Per i primi mesi dell’anno, si trattava per lo più di rimpatriati messicani, ma la situazione è cambiata ad agosto, quando in città sono stati attuati gli MPP e ogni giorno arrivavano fino a 100 richiedenti asilo costretti a tornare in Messico.
È stato allestito un campo improvvisato vicino al ponte internazionale, ma la gente non aveva accesso all’acqua, ai servizi igienici o a qualsiasi tipo di servizio.
Nel sud del paese, lavoriamo nell’unico rifugio di Tenosique, una città vicino al confine con il Guatemala, fornendo assistenza medica e cure psichiatriche.
A Tapachula, il principale punto d’ingresso in Messico, abbiamo effettuato un breve intervento simile a quello di Monterrey per aiutare a individuare le vittime di torture e di violenze estreme.
A Coatzacoalcos, un punto di transito dove i viaggiatori di solito fanno una pausa prima di proseguire il viaggio a bordo del Beast, il treno merci che attraversa il Messico, le nostre équipe gestiscono una clinica mobile.

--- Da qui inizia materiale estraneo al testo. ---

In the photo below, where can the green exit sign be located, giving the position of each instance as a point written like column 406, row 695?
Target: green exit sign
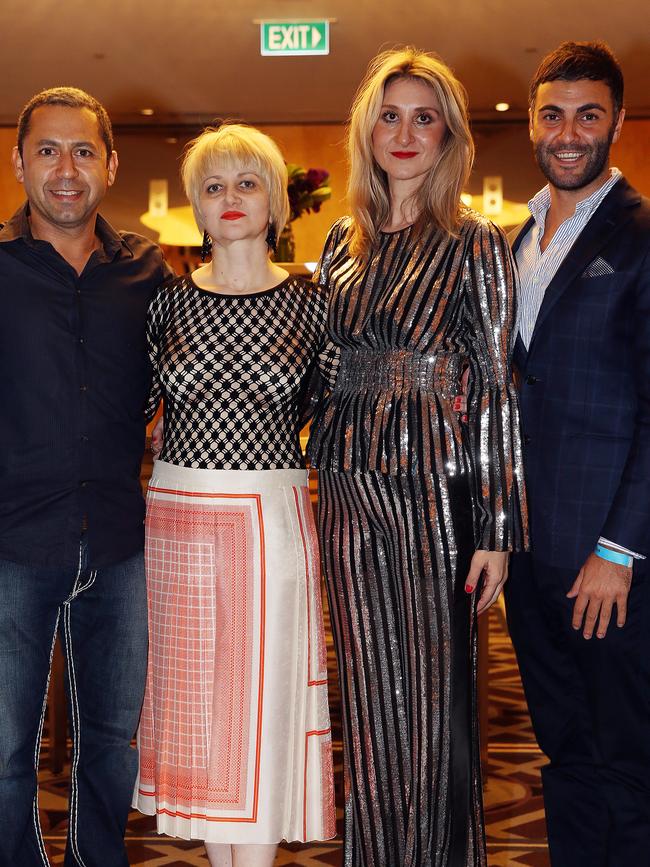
column 294, row 38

A giugno, abbiamo denunciato le autorità messicane per aver effettuato incursioni e detenzioni di massa, persino mentre le nostre équipe erano presenti e assistevano i pazienti.
Sebbene in Messico l’“ingresso illegale” sia un reato civile e non penale, i migranti arrestati vengono rinchiusi in centri di detenzione e poi deportati nei loro paesi d’origine.
Abbiamo visitato diversi centri di detenzione e denunciato il sovraffollamento, l’insufficienza delle cure mediche, l’inadeguatezza del cibo, dell’acqua e dei servizi igienici.
Sempre più spesso il nostro personale al nord incontra messicani fuggiti da stati pericolosi come Guerrero, nel quale peraltro operiamo.
Lì le équipe assistono le comunità colpite o isolate dalla violenza dilagante della zona, perpetrata da numerosi gruppi criminali.
Tre nostre équipe gestiscono cliniche mobili in tutto Guerrero, concentrandosi sui villaggi più colpiti da attacchi o eventi violenti.